February natural gas futures scored a second straight double-digit advance Thursday as traders reacted to a bullish inventory report and were forced to cover short positions.

The Energy Information Administration reported a withdrawal from storage of 243 Bcf for the week ended Jan. 14, greater than industry estimates in the 230 Bcf area. Short-term traders see the market advancing to $4.80, but longer-term analysts see a weather-driven advance possible to the $5 area. At settlement February rose 13.4 cents to $4.695 and March gained 11.6 cents to $4.692. February crude oil fell $2.00 to $88.86/bbl.

Short-term traders tended to view the day's rally as a reaction by holders of short futures contracts to exit positions. "I think the rise was a little more short-covering [than traders entering new long positions]. It looked like a number of traders were looking for the market to work a little lower," said a New York floor trader.

"The number came out and was obviously bullish and we rattled around between $4.58 and $4.65 for most of the day.

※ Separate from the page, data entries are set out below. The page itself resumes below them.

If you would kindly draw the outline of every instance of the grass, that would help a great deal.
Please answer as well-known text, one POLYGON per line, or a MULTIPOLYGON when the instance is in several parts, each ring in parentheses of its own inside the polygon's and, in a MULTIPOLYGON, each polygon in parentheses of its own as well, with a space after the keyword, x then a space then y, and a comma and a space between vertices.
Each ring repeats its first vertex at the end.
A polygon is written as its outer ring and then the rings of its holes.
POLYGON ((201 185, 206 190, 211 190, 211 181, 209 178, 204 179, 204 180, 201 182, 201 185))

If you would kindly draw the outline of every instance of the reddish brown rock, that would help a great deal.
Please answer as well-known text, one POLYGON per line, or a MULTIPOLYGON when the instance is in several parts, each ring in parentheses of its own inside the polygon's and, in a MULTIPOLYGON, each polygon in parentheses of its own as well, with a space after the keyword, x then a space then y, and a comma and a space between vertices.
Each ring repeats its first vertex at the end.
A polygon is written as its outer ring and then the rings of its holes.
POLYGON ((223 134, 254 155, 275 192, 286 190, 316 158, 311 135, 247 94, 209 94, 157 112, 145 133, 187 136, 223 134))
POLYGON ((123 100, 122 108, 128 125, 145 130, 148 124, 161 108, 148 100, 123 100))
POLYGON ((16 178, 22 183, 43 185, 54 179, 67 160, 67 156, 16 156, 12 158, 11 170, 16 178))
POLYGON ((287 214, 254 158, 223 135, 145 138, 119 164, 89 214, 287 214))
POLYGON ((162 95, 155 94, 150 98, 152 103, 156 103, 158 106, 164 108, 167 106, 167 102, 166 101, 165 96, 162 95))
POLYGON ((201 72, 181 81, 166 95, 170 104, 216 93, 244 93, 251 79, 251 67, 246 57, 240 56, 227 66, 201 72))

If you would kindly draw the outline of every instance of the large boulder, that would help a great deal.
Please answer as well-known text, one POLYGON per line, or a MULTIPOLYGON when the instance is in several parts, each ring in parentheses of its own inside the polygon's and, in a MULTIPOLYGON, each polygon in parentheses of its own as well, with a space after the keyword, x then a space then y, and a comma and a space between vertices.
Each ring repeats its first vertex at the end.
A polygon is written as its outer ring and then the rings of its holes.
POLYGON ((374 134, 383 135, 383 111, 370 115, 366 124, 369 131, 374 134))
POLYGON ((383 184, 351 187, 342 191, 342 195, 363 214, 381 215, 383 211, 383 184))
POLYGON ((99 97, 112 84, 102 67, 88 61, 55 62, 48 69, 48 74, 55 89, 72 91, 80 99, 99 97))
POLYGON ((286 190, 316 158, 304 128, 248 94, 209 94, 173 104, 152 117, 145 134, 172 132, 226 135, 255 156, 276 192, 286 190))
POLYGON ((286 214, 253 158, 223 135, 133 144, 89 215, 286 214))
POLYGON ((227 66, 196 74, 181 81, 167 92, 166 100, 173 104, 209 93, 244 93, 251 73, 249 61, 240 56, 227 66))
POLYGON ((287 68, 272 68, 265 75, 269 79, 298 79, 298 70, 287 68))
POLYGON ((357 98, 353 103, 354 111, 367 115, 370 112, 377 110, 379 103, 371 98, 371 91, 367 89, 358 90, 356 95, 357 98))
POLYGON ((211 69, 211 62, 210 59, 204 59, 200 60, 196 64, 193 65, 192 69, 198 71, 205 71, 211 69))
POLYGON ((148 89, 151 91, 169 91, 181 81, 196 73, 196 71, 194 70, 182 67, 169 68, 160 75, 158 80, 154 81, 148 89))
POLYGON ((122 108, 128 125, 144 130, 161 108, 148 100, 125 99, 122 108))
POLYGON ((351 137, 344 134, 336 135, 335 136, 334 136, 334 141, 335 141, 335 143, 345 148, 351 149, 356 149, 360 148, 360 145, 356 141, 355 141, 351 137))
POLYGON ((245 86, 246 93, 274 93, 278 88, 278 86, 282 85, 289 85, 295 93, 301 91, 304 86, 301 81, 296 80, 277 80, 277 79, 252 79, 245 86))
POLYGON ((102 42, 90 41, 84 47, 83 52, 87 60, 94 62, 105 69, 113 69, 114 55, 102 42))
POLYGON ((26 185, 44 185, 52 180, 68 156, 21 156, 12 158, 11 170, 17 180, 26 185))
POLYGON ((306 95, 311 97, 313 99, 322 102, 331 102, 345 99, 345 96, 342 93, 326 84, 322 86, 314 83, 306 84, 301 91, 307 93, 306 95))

We got a push toward the end of the day, but I think the market has room to move up to $4.75 to $4.80 by Friday. There are also a number of people looking to sell this market if it breaks above $4.75, and if the market moves another 10 cents higher, I think we will come off from there," he said.

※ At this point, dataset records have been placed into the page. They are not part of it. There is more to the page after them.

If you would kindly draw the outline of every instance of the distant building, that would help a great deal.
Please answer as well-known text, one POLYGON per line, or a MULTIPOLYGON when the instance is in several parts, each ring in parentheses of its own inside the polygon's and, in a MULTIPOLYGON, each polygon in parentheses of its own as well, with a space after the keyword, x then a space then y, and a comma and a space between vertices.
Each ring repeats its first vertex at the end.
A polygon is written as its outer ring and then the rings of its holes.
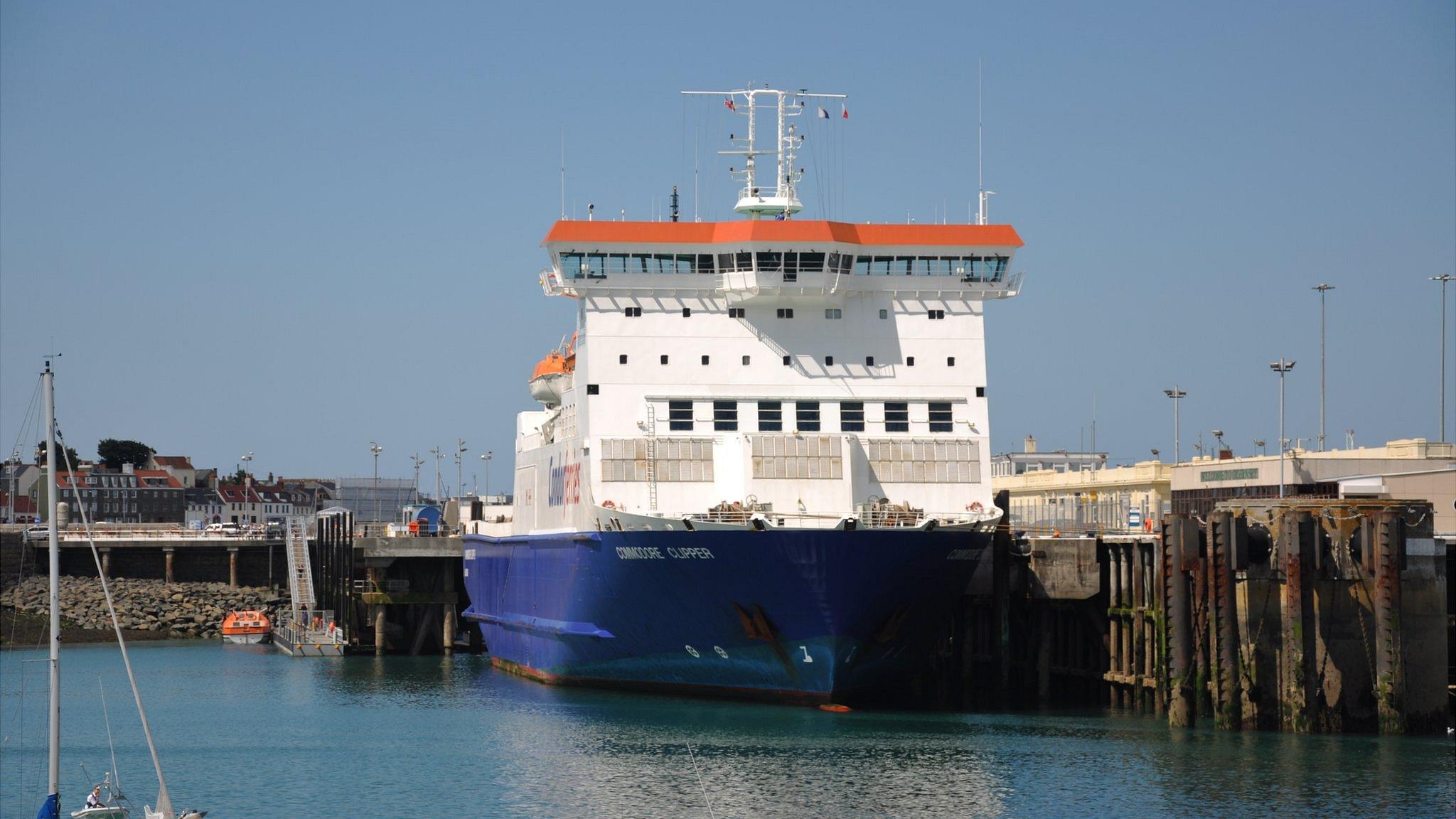
POLYGON ((1152 532, 1163 512, 1172 465, 1144 461, 1112 469, 1032 469, 992 478, 992 491, 1010 493, 1012 529, 1059 532, 1152 532))
MULTIPOLYGON (((1436 532, 1456 533, 1456 444, 1425 439, 1284 455, 1286 497, 1428 500, 1436 532)), ((1207 516, 1220 500, 1278 497, 1280 456, 1195 458, 1174 466, 1172 510, 1207 516)))
POLYGON ((227 507, 215 488, 194 487, 186 491, 186 525, 201 529, 208 523, 223 523, 227 507))
MULTIPOLYGON (((127 463, 116 472, 77 471, 74 490, 71 474, 58 472, 55 490, 55 498, 71 507, 73 522, 80 522, 79 504, 86 504, 86 514, 100 523, 182 523, 186 516, 186 490, 160 469, 132 469, 127 463)), ((36 482, 33 493, 36 509, 44 509, 45 484, 36 482)))
POLYGON ((35 519, 31 490, 41 479, 35 463, 0 463, 0 523, 29 523, 35 519))
POLYGON ((992 478, 1024 475, 1026 472, 1080 472, 1082 469, 1105 469, 1105 452, 1037 452, 1037 439, 1026 436, 1022 452, 1006 452, 992 456, 992 478))
MULTIPOLYGON (((1424 500, 1437 535, 1456 536, 1456 444, 1425 439, 1284 456, 1284 495, 1424 500)), ((1010 493, 1012 526, 1031 532, 1156 530, 1166 512, 1207 517, 1216 503, 1277 498, 1278 455, 1147 461, 1112 469, 1031 469, 992 479, 1010 493)))
POLYGON ((415 500, 409 478, 380 478, 377 491, 374 478, 339 478, 332 503, 352 512, 355 523, 371 523, 399 520, 400 510, 415 500))
POLYGON ((195 495, 191 514, 205 523, 268 523, 316 510, 309 493, 282 484, 223 484, 195 495))
POLYGON ((185 455, 153 455, 147 459, 147 469, 166 471, 167 475, 172 475, 182 484, 183 490, 205 485, 198 482, 198 474, 211 472, 210 469, 195 469, 192 459, 185 455))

Citi Futures Perspective analyst Tim Evans nearly nailed the withdrawal number. "The 243 Bcf in net withdrawals was near our own estimate [245 Bcf] but above the newswire survey estimates of 225-234 Bcf, so larger than expected. The net withdrawal was 110 Bcf above the 133 Bcf five-year average for the period, cutting the year-on-five-year storage surplus from 161 Bcf to 51 Bcf. With more cold weather still in the forecast for the eastern U.S. we continue to see potential for nearby natural gas futures to run to $5.00, plus or minus."

Currently the market is focused on weather and temperatures as being the primary price-drivers; however, analysts caution that such a one-dimensional perspective is too narrow. "The fact that this is still almost entirely a discussion about temperatures -- what we see coming, what they are right now, and what they might have done to storage levels a week ago -- highlights one egregious fact by its absence," said Peter Beutel, president of Cameron Hanover in a morning note to clients. "We are still not looking at the economy as an active remedy for the surplus of supply over demand that exists in general in this market. Prices are advancing primarily on relative improvements in storage levels. Once we get past this, selling is likely to be the default mode."

Students of supply-side economics got a chance to survey energy demand and the broader economic picture when the EIA released its report on petroleum inventories. Data shows that historically the five-year average for crude, gasoline and distillates is one of increasing inventories. However, Kyle Cooper of IAF Advisors was expecting a draw on crude oil of 500,000 bbl; gasoline inventories were anticipated to be flat, and distillates were seen down 500,000 bbl as well for the week ended Jan. 14. The actual figures came in at a build in crude oil of 2.6 million barrels, gasoline was higher by 4.4 million barrels, and distillate stocks rose by 1.0 million barrels. Petroleum markets sold off sharply.